Matt Whittaker, CEO of Pro Bono Economics, said:

“With the country now in recession, living standards are set for the biggest hit on record. Surging inflation, spiralling borrowing costs and rising unemployment mean household budgets will come under severe strain. As has been the case throughout the cost of living crisis, the demand for charity support will be substantial.

“The government has taken important steps to protect the most vulnerable in the Chancellor’s Autumn Statement, but benefit uprating will not kick in until the spring and timelines for additional payments are still unclear. Charity demand is already rocketing and will only intensify as we head into winter. Given the enormous pressure on public spending and household budgets, charity income will inevitably dip as people have less to give and government funds are stretched.

“Based on these OBR figures, we estimate charity income will decline by £2.2 billion in real terms by the end of 2023/24. This all comes on the tail of unprecedented upheaval resulting from the pandemic, which has seriously weakened the charity sector’s resilience and ability to cope with increasing pressures from inflation.

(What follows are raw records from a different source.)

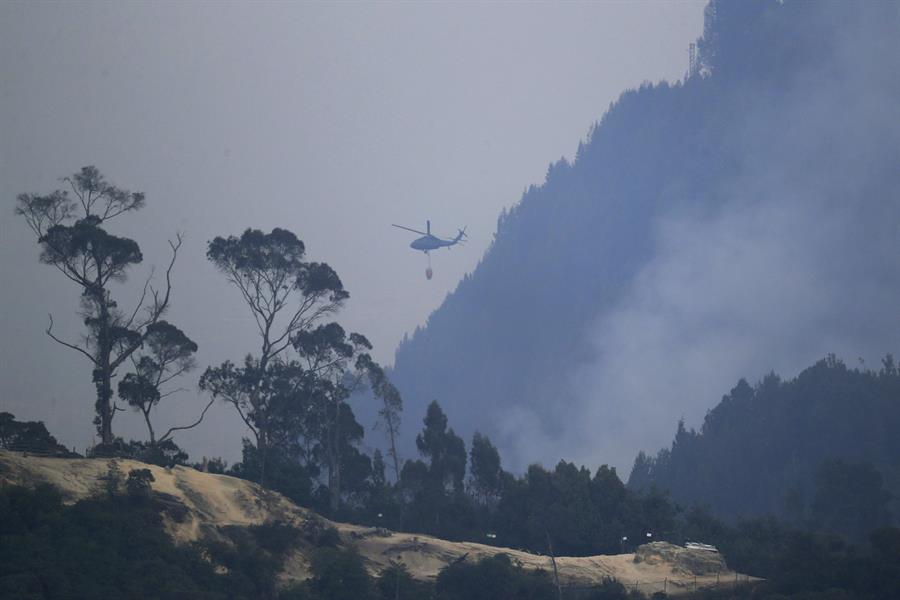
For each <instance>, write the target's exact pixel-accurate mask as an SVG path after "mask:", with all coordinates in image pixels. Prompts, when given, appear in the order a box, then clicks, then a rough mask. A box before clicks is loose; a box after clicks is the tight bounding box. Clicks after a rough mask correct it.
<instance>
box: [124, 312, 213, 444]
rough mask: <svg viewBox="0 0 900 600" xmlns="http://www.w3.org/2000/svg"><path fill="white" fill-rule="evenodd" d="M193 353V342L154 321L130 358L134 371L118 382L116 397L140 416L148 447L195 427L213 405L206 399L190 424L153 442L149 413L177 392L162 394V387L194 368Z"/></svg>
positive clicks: (162, 391)
mask: <svg viewBox="0 0 900 600" xmlns="http://www.w3.org/2000/svg"><path fill="white" fill-rule="evenodd" d="M196 352H197V344H196V342H194V341H193V340H192V339H190V338H189V337H188V336H187V335H185V333H184V332H183V331H182V330H180V329H179V328H178V327H176V326H174V325H172V324H171V323H169V322H167V321H158V322H156V323H153V324H151V325H150V326H148V327H147V332H146V335H145V336H144V343H143V345H142V346H141V350H140V351H137V352H135V353H134V354H132V355H131V363H132V365H133V367H134V371H132V372H130V373H127V374H126V375H125V377H123V378H122V379H121V380H120V381H119V397H120V398H121V399H122V400H124V401H125V402H127V403H128V405H129V406H131V407H132V408H134V409H135V410H138V411H140V413H141V414H142V415H143V416H144V422H145V423H146V424H147V431H148V433H149V434H150V446H151V447H155V446H156V445H157V444H161V443H164V442H166V441H167V440H168V439H169V438H170V436H171V435H172V434H173V433H175V432H176V431H183V430H185V429H192V428H194V427H196V426H197V425H199V424H200V423H201V422H202V421H203V417H204V416H205V415H206V411H207V410H209V407H210V406H211V405H212V403H213V400H210V401H209V403H208V404H207V405H206V407H205V408H204V409H203V412H202V413H201V414H200V417H199V418H198V419H197V420H196V421H195V422H194V423H192V424H191V425H185V426H180V427H170V428H169V429H168V430H167V431H166V432H165V433H164V434H163V435H162V436H160V437H159V438H158V439H157V437H156V432H155V430H154V429H153V423H152V421H151V419H150V412H151V411H152V410H153V408H154V407H155V406H156V405H157V404H158V403H159V401H160V400H161V399H162V398H165V397H166V396H169V395H171V394H173V393H175V392H177V391H179V390H178V389H175V390H169V391H165V390H164V389H163V387H164V386H165V385H166V384H168V383H169V382H171V381H172V380H174V379H176V378H177V377H179V376H181V375H183V374H184V373H187V372H188V371H190V370H192V369H193V368H194V367H195V366H196V361H195V360H194V354H195V353H196Z"/></svg>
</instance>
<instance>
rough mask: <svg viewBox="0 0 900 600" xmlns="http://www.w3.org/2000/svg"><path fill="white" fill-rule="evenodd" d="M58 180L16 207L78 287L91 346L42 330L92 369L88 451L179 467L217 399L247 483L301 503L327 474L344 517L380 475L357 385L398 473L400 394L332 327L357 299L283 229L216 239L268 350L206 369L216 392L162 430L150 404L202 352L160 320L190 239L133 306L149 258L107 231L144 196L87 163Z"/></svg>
mask: <svg viewBox="0 0 900 600" xmlns="http://www.w3.org/2000/svg"><path fill="white" fill-rule="evenodd" d="M63 181H64V182H65V183H66V184H67V185H68V188H69V189H66V190H57V191H54V192H52V193H50V194H47V195H39V194H20V195H19V196H18V198H17V208H16V212H17V214H19V215H20V216H22V217H23V218H24V219H25V222H26V223H27V224H28V226H29V227H30V228H31V230H32V231H33V232H34V234H35V236H36V237H37V241H38V244H39V245H40V248H41V257H40V258H41V262H43V263H45V264H48V265H52V266H54V267H55V268H56V269H57V270H59V271H60V272H61V273H62V274H63V275H64V276H65V277H66V278H68V279H69V280H70V281H72V282H73V283H74V284H75V285H77V286H78V288H79V289H80V292H81V310H80V315H81V317H82V318H83V322H84V326H85V328H86V332H85V335H84V338H83V341H82V342H80V343H72V342H68V341H65V340H63V339H60V338H59V337H57V336H56V334H55V333H54V332H53V320H52V317H51V320H50V326H49V327H48V328H47V335H49V336H50V337H51V338H52V339H53V340H54V341H56V342H57V343H59V344H61V345H63V346H65V347H66V348H68V349H70V350H73V351H75V352H78V353H80V354H81V355H83V356H84V357H85V358H87V359H88V361H89V364H90V368H91V378H92V381H93V382H94V384H95V387H96V401H95V413H96V418H95V423H96V425H97V431H98V433H99V435H100V439H101V443H100V444H99V445H98V446H97V447H96V448H94V449H93V450H92V454H93V455H97V456H105V455H129V456H136V457H139V458H143V459H144V460H151V461H153V462H159V463H161V464H172V463H174V462H183V461H185V460H186V459H187V456H186V455H185V454H184V453H183V452H182V451H181V450H180V449H179V448H178V446H177V445H176V444H175V442H174V439H173V436H174V435H175V434H176V433H177V432H179V431H184V430H187V429H191V428H193V427H196V426H197V425H199V424H200V422H201V421H202V420H203V417H204V415H205V414H206V412H207V411H208V410H209V408H210V407H211V406H212V404H213V403H214V402H215V401H216V400H221V401H223V402H225V403H227V404H229V405H230V406H231V407H233V409H234V410H235V411H237V413H238V414H239V415H240V417H241V419H242V420H243V422H244V423H245V424H246V426H247V428H248V430H249V432H250V434H251V436H252V439H250V440H245V452H244V461H243V462H242V463H241V466H240V473H241V474H242V475H243V476H246V477H252V478H254V479H255V480H257V481H258V482H260V483H261V484H265V483H266V482H267V480H268V479H269V477H272V476H274V477H275V478H276V480H277V481H278V480H280V481H281V483H282V485H284V486H289V485H293V486H295V487H296V486H301V487H300V488H298V489H296V490H295V495H300V496H302V495H303V494H302V492H303V489H302V488H303V486H306V492H308V493H311V492H312V488H313V486H312V485H310V483H309V482H310V480H311V479H313V480H315V479H316V478H318V477H319V476H320V475H322V476H323V477H325V478H326V479H327V486H325V487H324V489H325V490H326V491H327V494H328V505H329V506H330V509H331V510H332V511H336V510H337V509H338V507H339V505H340V503H341V501H342V498H343V497H345V496H347V495H348V494H352V491H353V489H354V488H355V487H358V486H359V480H360V479H361V478H362V479H365V478H366V477H367V476H368V474H369V472H370V471H371V468H370V467H371V465H370V461H369V459H368V457H365V456H363V455H362V454H361V453H360V451H359V450H358V449H357V446H358V443H359V441H360V440H361V439H362V437H363V433H364V430H363V428H362V427H361V426H360V425H359V423H358V422H357V421H356V418H355V416H354V414H353V411H352V409H351V408H350V406H349V404H348V402H347V401H348V399H349V398H350V397H351V395H352V394H353V393H354V391H355V390H357V389H358V388H359V387H360V386H361V385H367V386H368V387H369V388H370V390H371V391H372V392H373V393H374V395H375V397H376V398H378V399H379V400H380V410H379V415H380V421H381V423H382V424H383V429H384V431H385V433H386V434H387V437H388V442H389V443H388V447H389V448H390V450H389V452H388V455H389V457H390V458H391V460H392V466H393V468H394V472H395V474H399V471H400V465H399V458H398V456H397V452H396V447H395V438H396V434H397V427H398V424H399V415H400V411H401V409H402V400H401V398H400V394H399V393H398V392H397V390H396V388H394V387H393V386H392V385H391V383H390V382H389V381H388V379H387V378H386V377H385V374H384V371H383V370H382V369H381V367H380V366H379V365H378V364H376V363H375V362H374V361H373V360H372V358H371V355H370V354H369V351H370V350H371V348H372V346H371V344H370V343H369V341H368V340H367V339H366V338H365V337H364V336H363V335H361V334H358V333H351V332H347V331H345V330H344V329H343V328H342V327H341V326H340V325H339V324H338V323H336V322H333V321H330V320H329V319H330V317H332V316H333V315H334V314H335V313H337V312H338V311H339V310H340V308H341V307H342V306H343V304H344V302H345V300H346V299H347V298H348V297H349V294H348V293H347V291H346V290H345V289H344V287H343V284H342V283H341V280H340V278H339V277H338V275H337V274H336V273H335V272H334V270H333V269H331V267H329V266H328V265H327V264H325V263H317V262H312V261H307V260H306V259H305V252H306V249H305V246H304V244H303V242H302V241H301V240H299V239H298V238H297V237H296V235H294V234H293V233H292V232H290V231H287V230H284V229H274V230H272V231H271V232H270V233H264V232H262V231H258V230H253V229H248V230H246V231H245V232H244V233H243V234H242V235H240V236H229V237H216V238H215V239H214V240H212V241H211V242H210V243H209V246H208V251H207V257H208V258H209V260H210V261H211V262H212V263H213V264H214V265H215V266H216V268H217V269H219V270H220V271H221V272H222V273H223V274H224V276H225V277H226V278H227V279H228V281H229V282H230V283H231V284H233V285H234V287H235V288H236V290H237V291H238V292H239V294H240V296H241V298H242V299H243V301H244V302H245V303H246V305H247V308H248V310H249V312H250V314H251V315H252V317H253V319H254V322H255V323H256V325H257V328H258V333H259V339H260V346H259V349H258V351H257V352H255V353H248V354H247V355H246V356H245V357H244V359H243V361H241V362H240V363H238V364H235V363H233V362H231V361H226V362H224V363H222V364H221V365H218V366H210V367H208V368H207V369H206V370H205V372H204V373H203V374H202V376H201V378H200V384H199V385H200V389H201V390H202V391H203V392H206V393H208V402H207V403H206V405H205V408H204V409H203V410H202V412H201V413H200V415H199V417H198V418H197V419H196V420H195V421H194V422H193V423H190V424H187V425H183V426H177V427H171V428H169V429H168V430H166V431H165V432H158V431H157V430H156V428H155V427H154V425H153V420H152V414H153V411H154V408H155V407H156V406H158V404H159V402H160V401H161V400H163V399H164V398H166V397H167V396H170V395H172V394H173V393H174V392H175V391H177V389H173V388H175V384H174V382H175V381H176V380H177V379H178V378H179V377H181V376H182V375H184V374H185V373H187V372H189V371H191V370H193V369H194V368H196V359H195V354H196V352H197V349H198V348H197V344H196V343H195V342H194V341H193V340H191V339H190V337H188V335H187V334H186V333H185V332H184V331H182V330H181V329H180V328H179V327H177V326H176V325H174V324H172V323H170V322H168V321H166V320H165V319H163V316H164V315H165V313H166V312H167V310H168V308H169V306H170V302H171V292H172V284H171V274H172V269H173V267H174V265H175V260H176V258H177V254H178V251H179V249H180V247H181V235H177V236H176V237H175V240H174V241H171V242H170V246H171V249H172V258H171V261H170V262H169V265H168V267H167V269H166V272H165V286H164V288H163V289H157V288H156V287H155V286H154V283H153V279H152V275H151V277H148V278H147V279H146V280H145V282H144V284H143V288H142V290H143V291H142V293H141V295H140V299H139V301H138V302H137V303H136V305H135V306H133V307H132V308H131V309H128V310H125V309H124V308H122V307H121V306H120V304H119V301H118V300H117V296H116V295H115V293H114V292H118V291H120V290H119V289H118V288H117V287H116V286H115V285H114V284H116V283H121V282H123V281H124V280H125V278H126V276H127V275H128V273H129V272H130V270H131V268H132V267H133V266H134V265H137V264H138V263H140V262H141V261H142V258H143V257H142V254H141V251H140V247H139V245H138V243H137V242H136V241H134V240H132V239H129V238H125V237H119V236H116V235H113V234H112V233H110V232H109V231H108V228H109V225H110V223H111V222H112V221H113V220H114V219H116V218H117V217H120V216H122V215H127V214H129V213H133V212H135V211H137V210H139V209H141V208H142V207H143V206H144V204H145V197H144V194H142V193H140V192H131V191H128V190H124V189H121V188H118V187H116V186H114V185H112V184H110V183H109V182H107V180H106V179H105V178H104V177H103V175H102V174H101V173H100V172H99V171H98V170H97V169H96V168H95V167H84V168H83V169H81V171H80V172H78V173H75V174H74V175H72V176H70V177H66V178H64V179H63ZM126 368H130V370H129V371H128V372H127V373H125V374H124V375H123V376H121V377H120V378H119V381H118V387H117V392H118V397H119V398H120V399H121V400H122V402H123V403H124V405H125V406H127V407H130V408H131V409H133V410H134V411H136V412H138V413H140V414H141V415H142V417H143V419H144V421H145V423H146V425H147V432H148V436H149V440H148V441H146V442H141V441H131V442H126V441H124V440H121V439H120V438H117V437H116V436H115V435H114V433H113V427H112V422H113V418H114V417H115V415H116V413H117V412H118V411H122V410H126V409H125V408H122V407H120V406H119V405H118V404H117V403H116V401H115V398H114V397H113V382H114V380H115V378H116V377H118V376H119V374H120V371H122V370H124V369H126ZM273 470H274V473H272V472H271V471H273ZM287 480H292V481H290V482H288V481H287ZM345 482H346V483H345ZM345 488H346V489H347V490H349V491H346V490H345ZM307 500H308V498H307Z"/></svg>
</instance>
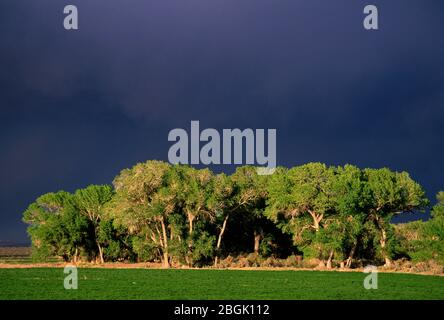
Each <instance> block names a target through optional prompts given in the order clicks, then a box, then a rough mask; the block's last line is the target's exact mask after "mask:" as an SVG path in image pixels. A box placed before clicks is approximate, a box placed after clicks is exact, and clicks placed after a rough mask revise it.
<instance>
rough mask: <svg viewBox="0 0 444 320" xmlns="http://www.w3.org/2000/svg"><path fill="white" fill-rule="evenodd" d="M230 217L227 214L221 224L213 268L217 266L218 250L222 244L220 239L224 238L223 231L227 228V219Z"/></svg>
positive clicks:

“Through the worsening economic headwinds in the coming months, charities will continue to support the most vulnerable and aid those left stranded by public service backlogs and delays. But the sector will need strategic investment now and in the long-term to weather this storm and future crises.

“The sector’s potential as a partner to government should also not be ignored. Given the vital role that charities play in getting people back to work, government will benefit from close engagement with the sector in its review of economic inactivity. It is also important the sector is engaged with the Energy Efficiency Taskforce, especially considering the challenges faced by smaller community groups in investing in energy efficiency.”